Clarify snapshots when embedding

168 views
Skip to first unread message

Augusto Roman

unread,
Apr 8, 2015, 6:18:54 AM4/8/15
to v8-u...@googlegroups.com
I've dug through the post history, but I'm still having trouble understanding exactly what capability snapshots provide.

My question is:
  Within a single execution of a single binary, given a single isolate and context that has executed some JS, can I snapshot the state and later create a new context from that snapshot?

For example, imagine a server that should execute one of N JS functions with per-request parameters.  I'd like to snapshot each of the loaded JS functions and (for each request selecting a JS func and specifying parameters) create a new, clean context from the appropriate snapshot and execute the func with the parameters.  

How do snapshots relate to StartupData?  (What is StartupData?)  What's the difference between SetNativesDataBlob and SetSnapshotDataBlob?  mksnapshot appears to enable compiling in a fixed, hard-coded snapshot, which is not what I want.

I understand that V8 is not an AOT JS compiler, but some posts seem to indicate that snapshots may be appropriate for my use case which is confusingly inconsistent.

- Augusto

Ben Noordhuis

unread,
Apr 8, 2015, 8:16:37 AM4/8/15
to v8-u...@googlegroups.com
On Wed, Apr 8, 2015 at 12:18 PM, Augusto Roman <aro...@flux.io> wrote:
> I've dug through the post history, but I'm still having trouble
> understanding exactly what capability snapshots provide.
>
> My question is:
> Within a single execution of a single binary, given a single isolate and
> context that has executed some JS, can I snapshot the state and later create
> a new context from that snapshot?

Yes, with restrictions. Native functions and objects currently cannot
be serialized. Large typed arrays exist outside of the JS heap and
probably cannot be serialized. No doubt there are more caveats.

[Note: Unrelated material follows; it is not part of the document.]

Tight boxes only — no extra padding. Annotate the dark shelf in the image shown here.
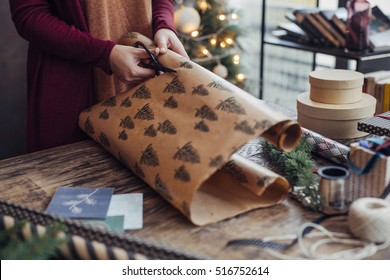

> For example, imagine a server that should execute one of N JS functions with
> per-request parameters. I'd like to snapshot each of the loaded JS
> functions and (for each request selecting a JS func and specifying
> parameters) create a new, clean context from the appropriate snapshot and
> execute the func with the parameters.

I don't think that's going to work. The snapshot is a per-isolate
property, not per-context.

> How do snapshots relate to StartupData? (What is StartupData?) What's the
> difference between SetNativesDataBlob and SetSnapshotDataBlob? mksnapshot
> appears to enable compiling in a fixed, hard-coded snapshot, which is not
> what I want.

StartupData is a serialized snapshot, basically a VM core dump.

The natives blob contains the built-in objects and functions, like
Array, Date, Object, etc. I don't think you would normally touch
this.

The snapshot blob is your custom start state and you can set it with
V8::SetSnapshotDataBlob() or pass it in the Isolate::CreateParams
argument to Isolate::New().

You need to build V8 with v8_use_snapshot == 'true' and
v8_use_external_startup_data == 1 for that to work, or `make
snapshot=external` when using the Makefile.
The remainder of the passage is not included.